Здесь, кроме редких расписных барок, которые то причаливали, то отчаливали, ничего не менялось, а кроме глубоких хриплых звуков корабельного рога, ничего не было слышно. Юркие ласточки в том году прилетели и стали носиться над самой водой гораздо позже.

Каждый день на одном и том же месте она обнаруживала рой мошек над окном, блестящих, как взвихрившийся песок, торчащие из болота шесты рыбачьих сетей, ивняки, день ото дня становившиеся все гуще и темней, зеленые острова, волнующиеся камыши, а над ними — глиняный желтый откос крепости. Дафина теперь хорошо знала широкие воды и белые минареты, которые в полдень дрожали в теплом мареве над городом.

Она научилась подмечать малейшие перемены, видимые и невидимые для глаза. Через несколько дней она уже угадывала по окраске воды и ивняка, который час. Вечером по цвету неба, по форме облаков она могла точно определить, какая будет завтра погода.
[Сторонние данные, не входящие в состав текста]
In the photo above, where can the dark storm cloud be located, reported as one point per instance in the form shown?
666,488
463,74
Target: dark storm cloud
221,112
Она приметила, как у острова появилась песчаная отмель, вскоре заселенная птицами, среди которых узнала по длинным красным ногам аистов.

Вскоре она могла точно распознать наступление заката и рассвета, за которым, мучимая бессонницей, наблюдала, подходя, словно сомнамбула, к окну; иногда она вставала после полуночи и пугала слуг, не оставлявших ее по ночам одну.

Опротивев самой себе, она все-таки еще не верила в приближение смерти, в то, что это сидение перед окном — и есть уже медленное умирание. Когда она просовывала руку сквозь решетку, ощущая нагретый солнцем воздух, у нее было такое чувство, будто она может слиться с теплым лоном реки, всем своим существом она ощущала и песок, и заросли камышей у островов, и ветви ивняка, густо покрывшегося почками, и зной на вершине горы, а по вечерам, когда она раздевалась и ложилась, то вбирала в себя глубокую, неоглядную небесную синь, испещренную звездами и созвездиями, которые, мерцая, чередой проплывали перед ее окном.

В ее упорном молчании таилась вера, что врачи ее спасут и что она поправится. Но она предчувствовала, что ее былая красота исчезнет, а на теле останется ужасная открытая рана.

Не без слезных мольб вырвала она у кира Аранджела обещание, что он поедет к патриарху Шакабенте и будет просить разрешение на ее развод с одним братом и на брак с другим.